Q3 ’19 S&P 500 EPS And Revenue Growth Could Be Slowest For 2019

Q3 ’19 S&P 500 EPS And Revenue Growth Could Be Slowest For 2019

Q3 ’19 financial results will start to be released in about three weeks. Let’s take a look at Q3 ’19 EPS and revenue estimates by sector and how they have changed the last 90 days:

Consensus S&P 500 EPS growth estimates by sector:

Consensus S&P 500 revenue growth estimates by sector:

With just 10 days to go in the 3rd quarter of 2019, it is clear that S&P 500 EPS growth has seen a bigger decline in 2019 than S&P 500 revenue, but 2018 was so distorted by the Tax Cuts & Jobs Act (TCJA) these comparisons are tough to make. With Q4 ’18, the year-over-year S&P 500 earnings growth started to slow (Q4 ’18 S&P 500 EPS growth was +16.9% in Q4 ’18, vs the 28% in Q3 ’18), which was a 39% deceleration in the rate of earnings growth for the S&P 500.

Here are some thoughts on a few S&P 500 sectors in terms of the Q3 ’19 revenue estimates:

Energy will see its first quarter of negative revenue growth since Q3 ’16 with consensus expecting -4.5% revenue decline in Q3 ’19;
Technology, of which a big chunk is Apple (NASDAQ:AAPL), is expecting its 3rd straight quarter of y/y negative revenue growth per consensus;
In the 2nd table, note the slowing in Industrial revenue growth, which has slowed from high single digits in late 2017, early 2018, to barely positive today. Industrials are the one sector where the China tariff “tiff” is clearly showing up, but Industrials market cap as a percentage of the S&P 500 is still just 9%-10%.
In terms of sector “earnings” growth Financials are still looking at the best expected rate of growth of 9% for all of 2019, as of this week, and per the IBES data. And yet the Financial stocks have had a horrid 18 months, and have only found a bid within the last 3-4 weeks.
In terms of expected “earnings” growth, Energy, Basic Materials and Technology remain significant drags on the S&P 500, with these three sectors comprising about 27%-28% of the S&P 500 market cap weight.
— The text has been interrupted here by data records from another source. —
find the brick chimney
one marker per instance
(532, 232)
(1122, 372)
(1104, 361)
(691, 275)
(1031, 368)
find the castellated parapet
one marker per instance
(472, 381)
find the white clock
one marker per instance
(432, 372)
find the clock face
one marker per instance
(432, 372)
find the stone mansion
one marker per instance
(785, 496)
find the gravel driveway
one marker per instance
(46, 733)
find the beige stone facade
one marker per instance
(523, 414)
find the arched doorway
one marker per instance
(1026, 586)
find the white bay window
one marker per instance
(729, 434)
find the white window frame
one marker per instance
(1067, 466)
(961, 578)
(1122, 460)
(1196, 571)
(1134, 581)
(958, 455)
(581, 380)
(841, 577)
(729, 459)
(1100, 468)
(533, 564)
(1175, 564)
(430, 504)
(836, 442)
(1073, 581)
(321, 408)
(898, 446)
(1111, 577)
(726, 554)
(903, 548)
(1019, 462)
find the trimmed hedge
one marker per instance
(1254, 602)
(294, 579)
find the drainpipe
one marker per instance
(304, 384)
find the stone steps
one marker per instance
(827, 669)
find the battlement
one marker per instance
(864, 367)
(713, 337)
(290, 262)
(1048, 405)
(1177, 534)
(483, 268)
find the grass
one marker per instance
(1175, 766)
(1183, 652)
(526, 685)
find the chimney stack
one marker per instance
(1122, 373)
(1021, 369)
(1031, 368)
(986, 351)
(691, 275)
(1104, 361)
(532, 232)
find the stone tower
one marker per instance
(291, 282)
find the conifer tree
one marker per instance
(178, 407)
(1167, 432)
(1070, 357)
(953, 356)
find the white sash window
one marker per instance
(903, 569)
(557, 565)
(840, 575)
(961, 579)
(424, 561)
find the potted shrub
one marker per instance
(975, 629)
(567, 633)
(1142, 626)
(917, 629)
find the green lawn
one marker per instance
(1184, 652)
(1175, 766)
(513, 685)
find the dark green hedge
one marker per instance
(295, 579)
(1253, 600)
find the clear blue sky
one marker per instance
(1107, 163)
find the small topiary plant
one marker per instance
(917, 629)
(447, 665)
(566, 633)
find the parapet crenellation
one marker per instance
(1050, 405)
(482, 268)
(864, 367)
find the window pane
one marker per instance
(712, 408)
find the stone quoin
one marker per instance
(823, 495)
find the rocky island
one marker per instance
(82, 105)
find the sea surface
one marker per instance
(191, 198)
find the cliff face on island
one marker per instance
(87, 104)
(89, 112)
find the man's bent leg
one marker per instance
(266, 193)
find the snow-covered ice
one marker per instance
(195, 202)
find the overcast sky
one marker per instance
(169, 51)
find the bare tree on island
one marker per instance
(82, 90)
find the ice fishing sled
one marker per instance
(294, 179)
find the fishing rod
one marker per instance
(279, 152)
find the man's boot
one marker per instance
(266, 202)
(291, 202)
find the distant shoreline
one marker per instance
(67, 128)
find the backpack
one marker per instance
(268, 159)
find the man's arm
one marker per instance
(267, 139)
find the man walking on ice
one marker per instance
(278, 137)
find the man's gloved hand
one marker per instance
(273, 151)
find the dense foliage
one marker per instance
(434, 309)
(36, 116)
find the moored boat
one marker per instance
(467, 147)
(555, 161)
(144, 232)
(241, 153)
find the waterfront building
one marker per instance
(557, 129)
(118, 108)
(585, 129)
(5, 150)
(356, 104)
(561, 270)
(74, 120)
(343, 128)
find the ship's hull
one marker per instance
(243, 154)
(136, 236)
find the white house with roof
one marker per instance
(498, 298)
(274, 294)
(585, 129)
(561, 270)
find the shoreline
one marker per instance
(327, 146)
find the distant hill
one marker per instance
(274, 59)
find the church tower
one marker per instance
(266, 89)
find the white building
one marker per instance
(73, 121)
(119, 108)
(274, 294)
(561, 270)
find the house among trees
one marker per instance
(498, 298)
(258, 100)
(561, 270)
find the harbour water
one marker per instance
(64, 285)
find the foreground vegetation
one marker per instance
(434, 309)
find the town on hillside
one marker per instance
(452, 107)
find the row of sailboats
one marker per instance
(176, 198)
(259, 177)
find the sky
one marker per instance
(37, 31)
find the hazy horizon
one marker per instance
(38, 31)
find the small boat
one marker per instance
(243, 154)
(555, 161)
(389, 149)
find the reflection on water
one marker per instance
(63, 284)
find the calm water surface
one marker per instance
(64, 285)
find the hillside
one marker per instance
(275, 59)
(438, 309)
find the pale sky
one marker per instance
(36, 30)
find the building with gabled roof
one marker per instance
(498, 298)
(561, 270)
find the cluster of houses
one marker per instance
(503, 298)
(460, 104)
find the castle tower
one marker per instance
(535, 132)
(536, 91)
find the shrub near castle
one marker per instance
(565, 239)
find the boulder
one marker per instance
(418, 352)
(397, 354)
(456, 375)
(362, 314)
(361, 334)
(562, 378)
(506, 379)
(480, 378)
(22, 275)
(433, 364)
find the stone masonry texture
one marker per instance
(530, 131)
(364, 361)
Conclusion / Summary: when talking S&P 500 earnings, Wall Street pundits rarely talk S&P 500 revenue, and S&P 500 revenue growth is still growing, or expected to grow, a rather respectable mid-single-digits for Q3 ’19. Given how Q4 ’19 sector growth estimates are tracking, we might escape 2019 with low-single-digit earnings growth for the entire year, although we won’t know that with any degree of certainty until Feb ’20.

Q3 ’19 results could be the slowest rates of growth for S&P 500 earnings and revenue for 2019.

We’ll talk about the “degree of certainty’ for 2020 estimates of an expected 11% S&P 500 earnings growth rate, in a future post.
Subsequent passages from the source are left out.